Indovoices.com-pakar hukum pidana dari Universitas Indonesia, Indriyanto Seno Adji menyatakan pemerintah menjalankan putusan Mahkamah Agung yang membatalkan kenaikan iuran BPJS. “Keputusan ini memang bersifat final dan mengikat,” kata saat dihubungi di Jakarta.
Indriyanto mengatakan putusan MA ini memiliki sifat yang sama dengan putusan judicial review di Mahkamah Konstitusi (MK). Keduanya tidak mengenal bukti baru untuk digunakan dalam upaya hukum lainnya seperti banding. “Ini sesuai dengan prinsip kepastian hukum,” kata dia.
Sebelumnya, Mahkamah Agung telah membatalkan kenaikan iuran BPJS Kesehatan. Keputusan ini terjadi setelah MA menerima dan mengabulkan sebagian dari judicial review yang diajukan oleh Komunitas Pasien Cuci Darah Indonesia (KPCDI) terhadap Pasal 34 ayat 1 dan ayat 2 Perpres 75 Tahun 2019.
Sehingga, kenaikan iuran sejak 1 Januari 2020 tidak lagi berlaku.

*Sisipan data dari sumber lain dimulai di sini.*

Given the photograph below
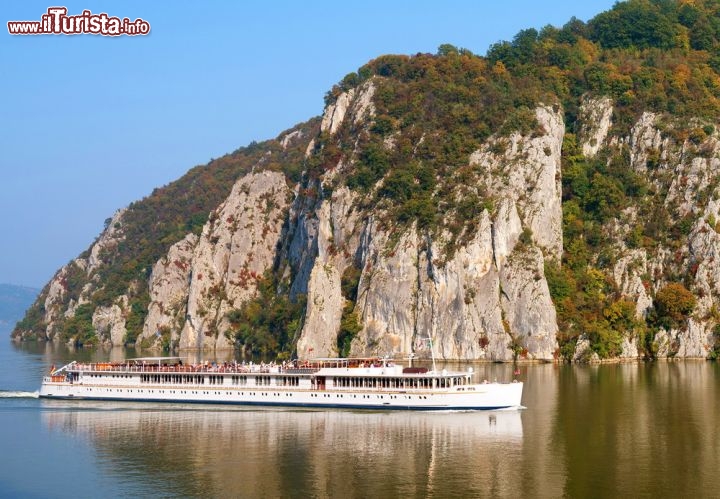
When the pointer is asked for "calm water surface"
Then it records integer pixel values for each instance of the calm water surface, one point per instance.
(635, 430)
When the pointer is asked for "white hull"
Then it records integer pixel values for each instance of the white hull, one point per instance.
(213, 388)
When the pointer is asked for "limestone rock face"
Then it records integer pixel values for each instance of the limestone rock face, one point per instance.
(528, 173)
(109, 323)
(627, 273)
(56, 304)
(595, 120)
(169, 286)
(335, 222)
(489, 300)
(357, 101)
(237, 245)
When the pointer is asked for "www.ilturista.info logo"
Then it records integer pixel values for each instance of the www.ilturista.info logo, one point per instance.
(57, 22)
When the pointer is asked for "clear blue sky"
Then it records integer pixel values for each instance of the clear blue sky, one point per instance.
(89, 124)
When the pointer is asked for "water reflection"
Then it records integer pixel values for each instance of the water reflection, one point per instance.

Daftar iuran yang dianulir yaitu Rp 42 ribu untuk peserta Kelas III, Rp 110 ribu untuk Kelas II, dan Rp 160 ribu untuk Kelas IV. Sehingga, iuran yang berlaku kembali merujuk pada aturan sebelumnya yaitu Perpres 82 Tahun 2018. Rincian iuran lama tersebut yaitu Rp 25.500 untuk Kelas III, Rp 51 ribu untuk Kelas II, dan Rp 80 ribu untuk Kelas I.
Menteri Koordinator Bidang Politik, Hukum, dan Keamanan Mahfud Md juga telah mengatakan putusan MA bersifat final, tanpa ada banding. “Kami ikuti saja. Pemerintah, kan, tidak boleh melawan putusan pengadilan,” kata Mahfud di kantornya, Jakarta, Senin, 9 Maret 2020.
Kini, setelah Perpres ini dianulir, pemerintah mulai mengkaji berbagai opsi agar layanan BPJS Kesehatan tetap berjalan. Sempat ada usulan agar Kementerian Keuangan menambah suntikan dana bagi BPJS. Tapi, Direktur Jenderal Anggaran Kementerian Keuangan Askolani belum bersedia berkomentar banyak. “Hal itu masih dipelajari,” kata dia.